Terra também disse que não existe um gabinete paralelo, afirmando que se trata de uma ficção. Ele alegou que Bolsonaro escuta todas as pessoas, mas que isso não significa uma estrutura fixa de aconselhamento. Também afirmou que sempre defendeu as vacinas nesses encontros.

"Essa relação que tenho com o presidente é de amizade, assim como ele tem com muitos outros deputados. Quando, de vez em quando, o presidente me pergunta alguma coisa, eu falo."

Terra afirmou ainda que não tem contato com os possíveis membros desse gabinete, como a médica Nise Yamaguchi, o médico Luciano Azevedo e o virologista Paolo Zanotto, tendo encontrado com eles de forma esporádica.
Com depoimento inicialmente previsto para esta quarta-feira (23/06), o empresário Francisco Maximiano, sócio-administrador da Precisa Medicamentos, informou à CPI que cumpre quarentena após viagem à Índia e não poderá comparecer.

A Precisa é a representante no Brasil do laboratório indiano Bharat Biotech, que desenvolveu a vacina Covaxin. O contrato para a aquisição dessa imunização entrou no radar da comissão, que suspeita de favorecimento.

"[Maximiano] poderia ter nos comunicado antes, aí a gente teria alguém para estar presente", afirmou Aziz em relação à programação desta quarta-feira. "Então estaremos transferindo a oitiva para a semana que vem." O novo depoimento de Maximiano será na quinta (30/06) ou sexta-feira (1º).

Aziz também afirmou que a comissão vai ouvir nesta sexta-feira (25/06) o servidor do Ministério da Saúde Luiz Ricardo Fernandes Miranda e o seu irmão, o deputado federal Luiz Miranda (DEM-DF).

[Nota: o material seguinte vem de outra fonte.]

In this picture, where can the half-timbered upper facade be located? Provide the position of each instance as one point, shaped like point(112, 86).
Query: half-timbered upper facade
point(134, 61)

Reportagem do jornal Folha de S.Paulo mostrou que o servidor apontou uma pressão "atípica" para liberar a importação da Covaxin.

O depoimento inicialmente previsto para sexta com os especialistas Pedro Hallal e Jurema Werneck será antecipado para quinta (24/06). Neste dia, seria ouvido Filipe Martins, assessor de assuntos internacionais da Presidência da República, mas os senadores optaram por adiar a oitiva.